# 8.2-RC2 and SiI3114



## roddi (Jan 19, 2011)

Hi,

I'm struggling with the combination of 8.2-RC2 and the infamous SiI3114 SATA controller. 

I installed 8.2-RC2 as root on zfs on an Intel Atom D525 board on an hd connected to the on-board sata controller and it seems to run fine.

Once I plug in the 3114 the bootloader (or kernel?) seems to get stuck at the first \ in the upper left corner.

Any ideas on that?

Regards 
   Roddi


----------



## ian-nai (Jan 19, 2011)

Is there any chance there's a firmware update available for your motherboard or the SiI3114 chip?

If I read your message right, the first stage of the boot process (boot1, I think) isn't completing its load.


----------



## roddi (Jan 19, 2011)

I have checked the bios update for the SiI. It is current. 

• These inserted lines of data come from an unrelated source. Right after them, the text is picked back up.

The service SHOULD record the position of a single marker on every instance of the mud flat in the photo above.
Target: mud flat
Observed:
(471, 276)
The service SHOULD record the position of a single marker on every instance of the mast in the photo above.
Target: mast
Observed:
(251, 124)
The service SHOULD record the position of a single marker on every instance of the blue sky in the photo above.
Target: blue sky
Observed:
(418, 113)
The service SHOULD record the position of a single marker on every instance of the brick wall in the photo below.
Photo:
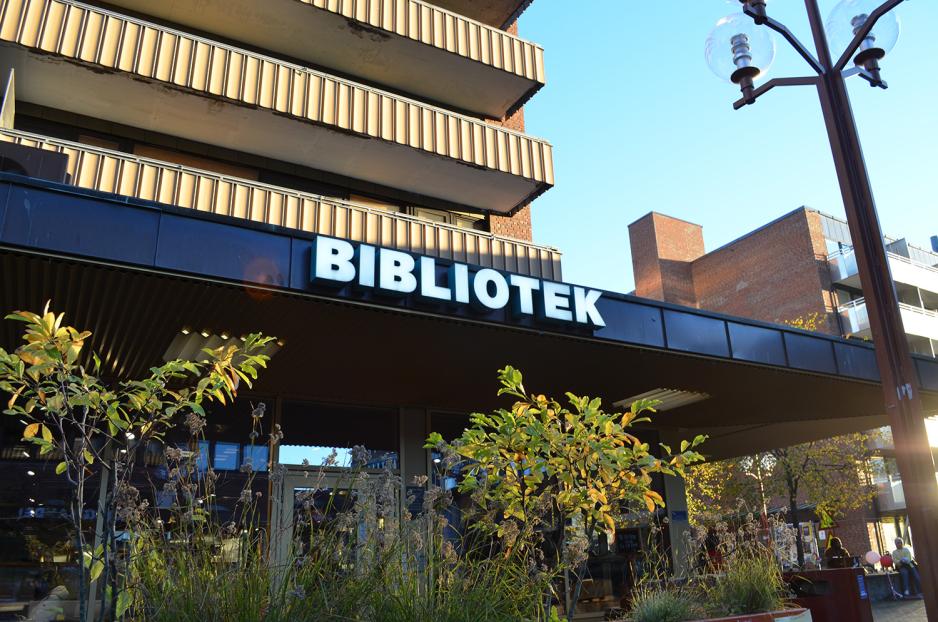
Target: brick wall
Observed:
(663, 252)
(518, 225)
(776, 273)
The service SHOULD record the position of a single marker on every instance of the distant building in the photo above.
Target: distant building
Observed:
(797, 267)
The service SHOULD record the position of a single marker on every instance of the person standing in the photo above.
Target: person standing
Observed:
(836, 556)
(908, 569)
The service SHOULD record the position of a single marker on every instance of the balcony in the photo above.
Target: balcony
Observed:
(498, 13)
(145, 178)
(844, 271)
(405, 45)
(918, 322)
(97, 63)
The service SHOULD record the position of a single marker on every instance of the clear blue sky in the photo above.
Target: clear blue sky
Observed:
(639, 123)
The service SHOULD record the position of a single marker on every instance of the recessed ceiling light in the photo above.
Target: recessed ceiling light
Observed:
(668, 399)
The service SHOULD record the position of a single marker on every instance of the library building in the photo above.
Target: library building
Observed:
(355, 179)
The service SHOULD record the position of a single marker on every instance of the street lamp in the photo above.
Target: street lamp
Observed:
(865, 31)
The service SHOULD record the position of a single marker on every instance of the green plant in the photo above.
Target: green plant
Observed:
(545, 467)
(751, 582)
(664, 605)
(97, 427)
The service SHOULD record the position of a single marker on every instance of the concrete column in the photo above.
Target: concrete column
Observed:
(414, 430)
(675, 497)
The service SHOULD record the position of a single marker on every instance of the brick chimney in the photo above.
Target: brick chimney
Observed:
(662, 251)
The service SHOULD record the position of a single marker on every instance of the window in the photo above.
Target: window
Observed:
(226, 456)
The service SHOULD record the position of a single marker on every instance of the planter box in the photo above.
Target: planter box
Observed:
(789, 615)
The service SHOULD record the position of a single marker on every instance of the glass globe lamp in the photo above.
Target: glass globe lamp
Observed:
(846, 20)
(738, 50)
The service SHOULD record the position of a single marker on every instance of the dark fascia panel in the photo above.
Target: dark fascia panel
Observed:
(62, 220)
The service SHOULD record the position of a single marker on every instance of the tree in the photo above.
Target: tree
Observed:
(542, 460)
(828, 473)
(98, 428)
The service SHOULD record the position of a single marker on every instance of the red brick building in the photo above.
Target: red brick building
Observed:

The mainboard seems to have an update, so I will try to do the update.

By the way: This combination runs fine with Ubuntu 9.10 (well, I have just tried the boot cd once and it seems to work)


----------



## ian-nai (Jan 19, 2011)

roddi said:
			
		

> I installed 8.2-RC2 as root on zfs on an Intel Atom D525 board on an hd connected to the on-board sata controller and it seems to run fine.
> 
> Once I plug in the 3114 the bootloader (or kernel?) seems to get stuck at the first \ in the upper left corner.



Have you moved your OS drive from the onboard controller to the PCI controller?  I don't think that should 'break' the bootloader though it will more than likely leave the kernel wondering what to mount as / .


----------



## roddi (Jan 20, 2011)

Ok, updating the main board bios did the trick. 

For the record: I updated to MW0074P.BIO which is version 74.

Thanks for the hand holding
    Roddi


----------



## ian-nai (Jan 20, 2011)

I came close to buying a SiI3114 card recently.  I'm glad to hear that worked!


----------